【News】カナダのクリーンテック企業がダバオ地方の竹産業に200万ドルの投資

竹林

貿易産業省(以下DTI)は6月7日、カナダ企業のPure Life Carbon社が、今年開始予定のダバオデルノルテ州の竹プロジェクトに200万ドル(1億1,200万ペソ)を投入することを明らかにした。

Pure Life Carbon社の加工工場は、同州パナボ市のAnflo Industrial Estateに設立され、10,000ヘクタールの竹林プランテーションはダバオデルノルテ州の先住民コミュニティの領域で彼らと提携して運営される予定だ。

貿易産業省第 11 地方事務所(以下DTI-Davao)は月報で、このプロジェクトが州内だけでなく近隣エリアの経済活動を活性化し、地元労働者の雇用機会を生み出し、国内および輸出での売上を創出すると述べている。

Pure Life Carbon社は、自社ホームページで「環境と食の安全を重視したクリーンテック製造会社」を謳っている。同社が目指すのは「食糧生産と収量を向上させつつ、環境を保護し癒すクリーンテクノロジーを創造する」ことだという。

DTI-Davao情報担当者のJenny Grace M. Mendoza氏は、7日の取材で、ココナッツ、カカオ、加工フルーツなどと並んで、この地方の重点産業の1つであると語った。ダバオデルノルテ州の地場産業は、竹を使った家具や調度品を生産する中小企業によって、すでに盛んになっているとのことだ。

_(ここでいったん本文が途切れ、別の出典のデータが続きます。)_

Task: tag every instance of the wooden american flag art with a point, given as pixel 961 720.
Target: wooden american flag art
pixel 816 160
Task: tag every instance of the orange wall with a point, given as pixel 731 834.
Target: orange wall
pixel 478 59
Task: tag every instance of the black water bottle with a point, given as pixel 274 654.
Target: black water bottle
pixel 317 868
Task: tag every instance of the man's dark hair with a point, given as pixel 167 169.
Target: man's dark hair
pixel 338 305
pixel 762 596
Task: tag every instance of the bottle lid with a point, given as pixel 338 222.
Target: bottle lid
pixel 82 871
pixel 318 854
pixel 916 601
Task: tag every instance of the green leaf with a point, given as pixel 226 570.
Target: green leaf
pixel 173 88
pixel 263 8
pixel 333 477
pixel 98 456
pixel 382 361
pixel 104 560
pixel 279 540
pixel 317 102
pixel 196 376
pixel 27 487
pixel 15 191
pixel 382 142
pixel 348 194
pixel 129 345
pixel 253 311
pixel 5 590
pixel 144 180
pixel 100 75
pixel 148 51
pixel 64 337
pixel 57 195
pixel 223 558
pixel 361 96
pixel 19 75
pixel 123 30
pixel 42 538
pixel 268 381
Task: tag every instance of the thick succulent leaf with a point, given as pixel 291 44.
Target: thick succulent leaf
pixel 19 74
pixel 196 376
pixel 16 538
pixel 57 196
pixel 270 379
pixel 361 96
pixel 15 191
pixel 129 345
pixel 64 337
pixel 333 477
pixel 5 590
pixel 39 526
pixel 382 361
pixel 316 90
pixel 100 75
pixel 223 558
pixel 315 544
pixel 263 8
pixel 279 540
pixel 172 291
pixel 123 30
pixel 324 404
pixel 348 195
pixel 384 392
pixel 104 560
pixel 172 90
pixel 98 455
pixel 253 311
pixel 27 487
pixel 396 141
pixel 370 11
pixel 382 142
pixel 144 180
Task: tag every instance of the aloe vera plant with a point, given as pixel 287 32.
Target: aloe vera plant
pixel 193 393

科学技術省(以下DOST)の資料によると、竹は「世界で最も経済的に重要な非木材林産物の1つ」に数えられ、多くの用途がある他、洪水や土壌侵食を緩和する能力を持っているという。経済的にも生態学的にもさまざまな利点があるようだ。フィリピンは世界第6位の竹の輸出量を誇っており、国内の竹の総面積は39,000〜53,000ヘクタールで年間平均3,600万本の生産が可能だという。

カナダ企業の投資により、ダバオの地場産業が輸出と結びつきやすくなった。先日も大阪府泉南市の企業がアバカの調達を視野に入れていた。ダバオの非木材林産業の潜在的な価値や魅力が、これを機に発揮されることに期待したい。